As chairman of 12 companies and director of two, he is also well known in Zimbabwean cricket, golf and tennis. He is a member of the Court of Arbitration for Sport, based in Switzerland.

== Early life and education ==
Masunda was born in Bulawayo, Southern Rhodesia in 1952. His father, a Manicaland native, settled in Bulawayo in 1915 and was one of the city's first Shona residents, but became "Ndebele by osmosis." He was raised Christian. His godfather was Dr Edmund Hugh Ashton, the white director of the city's housing and community services department.

==Election==
A prominent businessman and lawyer, Masunda was elected unanimously by the Harare council on 2 July 2008 for a five-year term after Emmanuel Chiroto, an MDC member who was previously elected executive mayor by the MDC-majority council on 15 June, voluntarily stood down from the mayoralty and accepted the position of deputy mayor, after allegations that his wife was captured and tortured by Zanu-PF youth.

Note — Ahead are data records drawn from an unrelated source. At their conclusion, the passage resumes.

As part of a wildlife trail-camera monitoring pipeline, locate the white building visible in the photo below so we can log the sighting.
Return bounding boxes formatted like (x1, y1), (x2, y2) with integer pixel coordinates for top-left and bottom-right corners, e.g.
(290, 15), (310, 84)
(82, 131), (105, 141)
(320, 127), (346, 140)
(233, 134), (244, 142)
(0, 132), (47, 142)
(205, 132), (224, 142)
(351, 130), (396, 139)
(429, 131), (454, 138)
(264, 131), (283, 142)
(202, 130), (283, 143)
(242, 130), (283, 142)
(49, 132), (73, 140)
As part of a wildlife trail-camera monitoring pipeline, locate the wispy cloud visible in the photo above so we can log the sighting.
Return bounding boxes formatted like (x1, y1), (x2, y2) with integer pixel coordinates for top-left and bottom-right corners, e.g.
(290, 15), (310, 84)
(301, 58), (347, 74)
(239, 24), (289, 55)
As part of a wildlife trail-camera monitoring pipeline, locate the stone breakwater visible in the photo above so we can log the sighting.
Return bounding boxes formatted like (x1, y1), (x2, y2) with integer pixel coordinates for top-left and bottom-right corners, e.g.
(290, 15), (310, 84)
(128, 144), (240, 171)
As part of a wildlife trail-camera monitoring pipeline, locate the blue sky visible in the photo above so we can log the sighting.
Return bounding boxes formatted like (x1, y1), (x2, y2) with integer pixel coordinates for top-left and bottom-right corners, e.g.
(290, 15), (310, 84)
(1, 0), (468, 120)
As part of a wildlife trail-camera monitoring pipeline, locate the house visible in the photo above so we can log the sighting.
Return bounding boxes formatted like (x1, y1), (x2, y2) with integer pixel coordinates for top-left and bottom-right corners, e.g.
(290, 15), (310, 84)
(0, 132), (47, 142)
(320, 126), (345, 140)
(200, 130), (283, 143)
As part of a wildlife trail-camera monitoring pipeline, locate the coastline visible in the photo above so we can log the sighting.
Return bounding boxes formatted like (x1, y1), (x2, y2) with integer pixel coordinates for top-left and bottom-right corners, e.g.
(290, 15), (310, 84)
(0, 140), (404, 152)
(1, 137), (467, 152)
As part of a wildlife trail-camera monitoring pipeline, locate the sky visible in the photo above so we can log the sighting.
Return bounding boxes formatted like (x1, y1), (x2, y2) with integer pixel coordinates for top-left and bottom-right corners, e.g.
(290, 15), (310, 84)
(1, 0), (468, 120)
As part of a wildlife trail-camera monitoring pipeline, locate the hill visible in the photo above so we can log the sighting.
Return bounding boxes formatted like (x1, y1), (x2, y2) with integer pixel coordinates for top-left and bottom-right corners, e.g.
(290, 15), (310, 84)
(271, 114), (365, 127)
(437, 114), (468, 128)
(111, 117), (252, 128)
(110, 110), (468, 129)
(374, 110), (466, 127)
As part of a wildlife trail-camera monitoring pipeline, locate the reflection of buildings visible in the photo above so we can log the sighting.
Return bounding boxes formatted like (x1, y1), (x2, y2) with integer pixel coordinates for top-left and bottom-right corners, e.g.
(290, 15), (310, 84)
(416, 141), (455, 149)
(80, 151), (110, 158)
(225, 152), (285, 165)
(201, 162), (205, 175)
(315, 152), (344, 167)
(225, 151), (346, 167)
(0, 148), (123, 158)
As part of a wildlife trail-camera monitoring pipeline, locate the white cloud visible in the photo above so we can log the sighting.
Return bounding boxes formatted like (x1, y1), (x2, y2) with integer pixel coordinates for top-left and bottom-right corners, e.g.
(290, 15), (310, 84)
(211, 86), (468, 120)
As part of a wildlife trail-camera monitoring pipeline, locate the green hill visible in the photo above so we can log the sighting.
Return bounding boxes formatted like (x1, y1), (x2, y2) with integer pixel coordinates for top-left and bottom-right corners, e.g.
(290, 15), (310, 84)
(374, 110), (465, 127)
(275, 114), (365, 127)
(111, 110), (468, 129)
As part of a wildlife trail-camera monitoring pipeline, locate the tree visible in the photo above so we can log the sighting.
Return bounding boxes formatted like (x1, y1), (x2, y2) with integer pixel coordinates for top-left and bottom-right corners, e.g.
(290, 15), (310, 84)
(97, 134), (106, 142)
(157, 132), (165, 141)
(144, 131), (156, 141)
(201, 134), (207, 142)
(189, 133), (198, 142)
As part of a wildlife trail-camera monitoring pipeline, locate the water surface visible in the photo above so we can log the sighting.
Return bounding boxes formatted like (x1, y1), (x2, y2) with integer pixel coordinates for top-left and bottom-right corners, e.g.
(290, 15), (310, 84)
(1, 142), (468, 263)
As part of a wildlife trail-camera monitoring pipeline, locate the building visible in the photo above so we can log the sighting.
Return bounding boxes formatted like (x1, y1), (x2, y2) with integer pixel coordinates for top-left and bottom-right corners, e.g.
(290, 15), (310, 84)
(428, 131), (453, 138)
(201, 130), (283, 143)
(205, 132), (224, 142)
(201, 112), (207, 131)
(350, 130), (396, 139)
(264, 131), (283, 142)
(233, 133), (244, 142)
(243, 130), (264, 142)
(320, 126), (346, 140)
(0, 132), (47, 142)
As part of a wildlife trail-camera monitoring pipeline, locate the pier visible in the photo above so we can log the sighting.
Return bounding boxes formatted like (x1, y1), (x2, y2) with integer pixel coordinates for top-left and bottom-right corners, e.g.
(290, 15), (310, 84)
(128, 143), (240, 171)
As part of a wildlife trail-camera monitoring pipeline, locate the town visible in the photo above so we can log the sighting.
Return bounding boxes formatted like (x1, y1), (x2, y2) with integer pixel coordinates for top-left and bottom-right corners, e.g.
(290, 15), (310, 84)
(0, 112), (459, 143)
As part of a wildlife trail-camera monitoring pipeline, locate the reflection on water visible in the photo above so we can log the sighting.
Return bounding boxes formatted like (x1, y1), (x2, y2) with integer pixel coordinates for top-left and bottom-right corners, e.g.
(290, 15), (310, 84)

Masunda is the first non-MDC member to take office as mayor since before the election of Elias Mudzuri in 2002, and chooses not to be associated with any political party.

==Associated Newspapers of Zimbabwe==
Masunda was chief executive officer for Associated Newspapers of Zimbabwe (ANZ), the parent company of The Daily News, which was controversially banned by the government even after the court ruled that the newspaper should be allowed to resume operations. Critics, such as Masunda himself, claim that this is a clear attack on press freedom in Zimbabwe although the government claims that ANZ broke Zimbabwean investment laws, as claimed by The Herald from information supplied by the Zimbabwe Investment Center (ZIC). Masunda claimed that: "The police are simply trying to build up a fraud case on the basis of false information supplied by the ZIC and reports published in The Herald."

==Non-executive mayor==
Masunda's role as the first non-executive mayor, since the recent abolition of the executive mayor by the Zimbabwe Urban Councils Act prevents him from taking part in the running of the council. Instead he will be chairing all full council meetings, as well as civic functions. The new mayor will also no longer occupy Harare's mayoral mansion, and will conduct from an office in Town House. This is one of many reforms agreed to by Zanu-PF and the two Movement for Democratic Change factions (MDC-T and MDC-M) after the Southern African Development Community negotiations, offering a more ceremonial mayor. The current mayoral system involves the elected council choosing the mayor, rather than a direct mayoral election. He supports the return of the ceremonial mayor, stating that: "you cannot have two bulls – and executive mayor and a town clerk." He also claims that this is one of the failings of European and American governments, which he claims is an "unmitigated disaster".

==Policies==
Masunda has no political experience in any party, and therefore does not openly support the ruling Zanu-PF or either MDC faction, although reportedly being encouraged to stand by Morgan Tsvangirai of the main MDC faction. He believes that both parties should ignore their different political stances to improve Harare, and restore its status as the "sunshine city" and is willing to hold talks with both parties. Masunda claims he does not wish to be connected to any political party, as it would give a bad impression of him as a lawyer, who defends people regardless of race or political orientation.

Masunda has stated that he will use his business connections to improve the service delivery of the city, such as water provision, roads, grass cutting, traffic and streetlights, and refuse collection. He has also divided the city's issues "soft" issues such as the repairing of pavements and cleaning of house fronts, concerning the owners of houses and their tenants, as well as the more important issues of water, traffic, and streetlights.

He plans to transfer the management of water from the company Zinwa back to the council, by engaging in talks with Zinwa and the government. He claims this is a necessity because the company had not been fulfilling its mandate to supply water to Harare.